GREG-STRANGE.COM
"If you haven't found something strange during the
day, it hasn't been much of a day."
-- John A. Wheeler
PROVIDING SUBSTANTIVE COMMENTARY ON THE
PEOPLE, POLITICS, EVENTS AND ABSURDITIES OF
OUR TIME.  SERVED UP WITH  ACERBIC WIT, YOU
SHOULD FIND IT QUITE SATISFYING.
      Clinton comeback contradicts conventional wisdom,                
                          however ill-formed and ephemeral

What can one say other than, never count out a Clinton.  
Apparently, and spectacularly, rumors of Hillary's political
demise were premature and greatly exaggerated.  After the
Iowa debacle, the only thing remaining was the formal
canonization of Obama and a potential lengthy stay for Hillary
in a sanatorium for washed up power junkies.

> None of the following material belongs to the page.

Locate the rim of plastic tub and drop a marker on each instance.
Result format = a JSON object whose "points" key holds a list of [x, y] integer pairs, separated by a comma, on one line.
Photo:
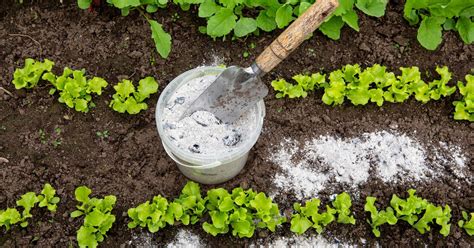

Headlines on Drudge had declared "Talk of Hillary exit engulfs
campaigns."  Dejection, despondency and demoralization had
reportedly set in.  The first-gentleman-to-be had resorted to
telling a crowd that he couldn't make his wife "younger" or
"taller" or "male" or -- I don't know -- better able to wear
something other than dowdy pantsuits.

Obama mania was raging like a prairie fire and polls were
giving him double digit leads in New Hampshire.  So what
happened to turn it all around?  Was it the Clinton attack
machine?  Dirty tricks?

No, it was her weekend display of vulnerability after the Iowa
loss during which she choked up, albeit ever so slightly and not
at all like the "breakdown" some described it as.  But it was a
rather blatantly emotional appeal to the public to give her
another chance.  And lo and behold, that's exactly what they
did in New Hampshire, especially the women, the absolutely
indispensable women, who reappeared in droves after she had
been hung out to dry in Iowa.

The other factor was that the highly animated and much
ballyhooed youth vote, which propelled Obama to victory in
Iowa, decided to play hooky in New Hampshire.  Funny thing
about youthful voters, given their mush-filled brains and as yet
mostly unformed political convictions, they can't be counted
upon to show up at any given time.

So the recently formed conventional wisdom which had Hillary
getting blown out in the Granite State -- which was the opposite
of the previous and long-running conventional wisdom that
had her coronation all but a fait accompli -- was dead wrong.  
Pragmatism therefore now instructs us that conventional
wisdom, at least in this most bizarre of campaign seasons,
should be ignored.

On the other hand, conventional wisdom had John McCain
winning in New Hampshire and that's exactly what happened.  
Well, sure, but so what?  Does anybody believe there are enough
cranky independents outside of New Hampshire to propel
McCain to the Republican nomination given that the
conservative base despises his positions on almost everything
other than foreign policy and the war in Iraq?